Maybe the DOT could consider a “return to the ‘Fun’ because there’s a problem with ‘Love’ right now,” said Binay. The lawmaker, along with stakeholder associations, have long been urging Frasco not to change the still-popular “It’s More Fun in the Philippines,” and only tweak it to reflect current post-pandemic realities and preferences of travelers.
TOR of project bid
Meanwhile, an insider told the BusinessMirror that among the options DOT officials discussed Sunday was the cancellation of the DDB’s contract, but allowing the advertising firm to still be paid for the “materials and activations” it already delivered.

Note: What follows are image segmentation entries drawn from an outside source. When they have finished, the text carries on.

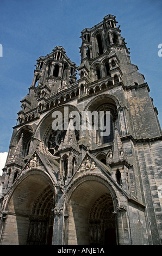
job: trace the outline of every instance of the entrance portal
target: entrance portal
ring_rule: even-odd
[[[5,209],[1,245],[51,244],[54,197],[49,182],[44,173],[33,170],[15,184]]]
[[[116,244],[113,211],[112,197],[105,185],[88,179],[76,185],[67,202],[65,244]]]
[[[108,193],[101,196],[95,202],[89,218],[90,245],[116,245],[113,211],[112,198]]]

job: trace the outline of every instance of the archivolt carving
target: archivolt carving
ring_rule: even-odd
[[[110,192],[112,197],[114,203],[114,208],[116,209],[119,206],[119,202],[115,189],[110,182],[110,181],[101,175],[94,174],[94,173],[88,173],[83,174],[82,175],[76,179],[68,187],[66,193],[65,193],[64,198],[63,201],[63,205],[65,200],[68,200],[67,197],[70,198],[70,196],[72,193],[73,188],[76,187],[78,185],[80,184],[82,182],[86,181],[86,180],[90,180],[90,178],[91,178],[90,180],[94,180],[97,182],[100,182],[103,184],[103,185],[105,186],[109,191]],[[100,181],[99,181],[100,180]],[[80,183],[79,181],[80,181]]]

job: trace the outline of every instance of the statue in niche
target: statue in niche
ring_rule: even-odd
[[[87,157],[86,160],[84,161],[84,162],[83,161],[79,170],[80,172],[83,172],[85,170],[88,170],[89,169],[95,169],[95,168],[96,166],[95,164],[95,162],[92,162],[92,163],[91,163],[89,158]]]
[[[32,157],[29,162],[28,163],[27,168],[38,167],[39,166],[39,165],[40,165],[40,163],[39,158],[36,156],[36,154],[35,154],[34,157]]]
[[[96,166],[95,164],[95,162],[92,162],[91,166],[91,169],[95,169],[96,168]]]
[[[101,229],[99,223],[94,222],[89,225],[89,239],[91,245],[101,243]]]
[[[86,158],[86,160],[85,161],[85,168],[86,169],[89,169],[91,166],[91,163],[88,159],[88,157]]]

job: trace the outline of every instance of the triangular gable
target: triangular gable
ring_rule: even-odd
[[[57,157],[55,157],[57,159]],[[36,150],[30,157],[23,170],[33,168],[41,168],[53,178],[57,181],[59,173],[59,163],[56,159],[53,159],[49,156]]]
[[[111,168],[87,152],[74,176],[78,176],[88,172],[111,175]]]

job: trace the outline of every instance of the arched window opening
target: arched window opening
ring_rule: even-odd
[[[68,94],[67,94],[67,95],[66,95],[66,100],[67,100],[67,101],[68,101],[70,100],[70,95]]]
[[[90,57],[90,51],[89,47],[87,47],[86,49],[86,57],[89,58]]]
[[[105,159],[104,158],[102,158],[102,159],[101,159],[101,162],[102,162],[103,163],[104,163],[104,164],[107,164],[107,160],[106,159]]]
[[[79,93],[79,89],[77,89],[77,92],[76,92],[76,96],[78,96]]]
[[[103,53],[103,51],[101,34],[98,34],[98,35],[97,35],[96,38],[98,44],[99,53],[99,54],[102,54]]]
[[[116,75],[115,75],[114,77],[114,83],[117,83],[119,82],[119,77]]]
[[[60,103],[64,103],[64,96],[61,96],[60,97]]]
[[[66,80],[67,78],[67,65],[66,63],[64,64],[63,70],[63,78],[64,80]]]
[[[47,65],[47,76],[48,77],[50,76],[51,70],[51,62],[48,62]]]
[[[7,184],[7,187],[8,186],[9,183],[9,180],[10,180],[10,176],[11,173],[11,169],[9,169],[8,170],[8,184]]]
[[[14,179],[13,179],[13,183],[15,181],[15,180],[16,180],[16,179],[17,178],[18,175],[18,170],[16,170],[16,172],[15,172],[15,174],[14,174]]]
[[[119,185],[119,186],[122,186],[121,175],[119,169],[117,169],[116,172],[115,176],[116,176],[116,181]]]
[[[65,182],[67,179],[68,156],[65,155],[63,157],[63,180]]]
[[[43,63],[42,62],[41,62],[40,65],[40,70],[41,70],[42,66],[43,66]]]
[[[106,62],[105,64],[105,71],[106,71],[106,75],[107,76],[110,76],[110,66],[108,63],[108,62]]]
[[[115,34],[115,33],[113,33],[113,42],[114,42],[114,44],[118,44],[117,36],[116,34]]]
[[[82,78],[84,77],[84,72],[83,71],[81,71],[80,72],[80,78]]]
[[[47,104],[46,105],[46,109],[48,109],[49,108],[49,103],[47,103]]]
[[[99,92],[100,89],[98,86],[97,86],[95,88],[95,93],[97,93],[97,92]]]
[[[53,101],[51,101],[51,107],[54,107],[54,102]]]
[[[106,115],[104,116],[104,125],[105,126],[106,124]],[[110,117],[110,134],[106,136],[103,136],[103,144],[108,143],[113,141],[114,139],[114,132],[113,132],[113,120],[111,116]]]
[[[81,86],[80,86],[80,94],[81,94],[81,95],[83,95],[84,93],[84,86],[83,84],[81,84]]]
[[[60,58],[60,52],[58,52],[57,59],[59,59],[59,58]]]
[[[75,92],[72,92],[71,94],[71,99],[73,99],[73,98],[75,97],[75,96],[76,96]]]
[[[59,103],[59,101],[58,101],[58,99],[57,99],[55,101],[55,104],[54,104],[55,107],[58,106],[58,103]]]
[[[96,80],[98,80],[101,79],[101,73],[100,73],[100,69],[99,66],[97,66],[96,68]]]
[[[35,80],[35,84],[34,84],[34,86],[35,87],[38,87],[38,84],[39,84],[39,76],[37,76],[37,77],[36,78],[36,80]]]
[[[53,76],[57,77],[59,76],[59,66],[58,64],[56,64],[54,66],[54,69],[53,72]]]
[[[71,171],[71,176],[72,176],[75,172],[76,170],[76,160],[74,157],[73,157],[72,159],[72,171]]]
[[[102,86],[101,86],[101,89],[102,90],[104,90],[104,89],[106,89],[106,88],[107,88],[107,86],[104,83],[102,84]]]
[[[111,66],[112,66],[112,68],[114,68],[116,66],[116,63],[115,63],[114,59],[113,59],[111,62]]]
[[[93,89],[93,88],[91,88],[91,89],[90,89],[90,90],[89,90],[89,94],[93,94],[93,93],[94,93],[94,89]]]
[[[112,81],[109,81],[109,82],[108,82],[108,86],[113,86],[113,84]]]

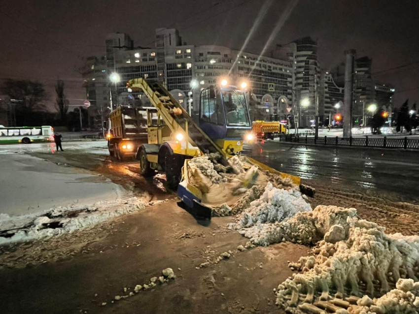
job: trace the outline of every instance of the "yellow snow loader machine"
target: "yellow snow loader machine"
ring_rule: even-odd
[[[197,123],[158,81],[135,79],[127,87],[142,91],[154,107],[147,110],[148,144],[140,145],[137,153],[141,174],[150,177],[156,171],[165,173],[169,187],[177,189],[188,207],[197,216],[210,218],[211,208],[202,203],[204,193],[191,180],[187,164],[191,158],[207,155],[228,167],[228,158],[240,154],[244,143],[253,139],[245,91],[228,85],[226,79],[202,90]],[[300,184],[298,177],[248,159]]]

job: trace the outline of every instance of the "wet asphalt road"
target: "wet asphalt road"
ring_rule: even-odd
[[[67,152],[60,152],[60,157],[70,157],[74,159],[72,165],[81,162],[92,170],[95,165],[102,164],[108,154],[105,141],[63,142],[63,146]],[[0,155],[11,151],[54,155],[54,149],[51,143],[1,145]],[[388,192],[407,201],[419,201],[419,152],[267,142],[245,146],[244,154],[277,170],[299,176],[308,184],[349,189],[362,194],[375,191],[381,196]],[[92,158],[90,166],[87,161]],[[124,165],[116,165],[120,163]]]
[[[244,153],[278,170],[331,188],[376,189],[419,198],[419,152],[268,142],[245,147]]]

Under the bid’s terms of reference (TOR) for the project “Consulting Services of an Agency for Philippine Tourism Branding,” the winning bidder has to accomplish several milestones to be fully paid: “Upon submission of the market research and initial presentation of the proposed tourism branding campaign, all within the first month of the contract duration [10 percent of contract price]; Upon submission and approval of campaign concept and timelines [10 percent]; Upon submission and approval of all storyboards for AVPs/TVCs/other media materials [30 percent]; Upon submission and acceptance of all completed creative materials [40 percent]; and Upon acceptance of the Terminal Report all within the end of contract duration [10 percent].” Based on these milestones, the DOT can estimate how much exactly it will pay DDB for its materials and services, said government sources.
In its news statement, DOT did not say if the project will be rebid or awarded to the other shortlisted bidder, on record, IPG Mediabrands Philippines Inc. Under usual government procedures, it may take another three to four months for a project to be rebid.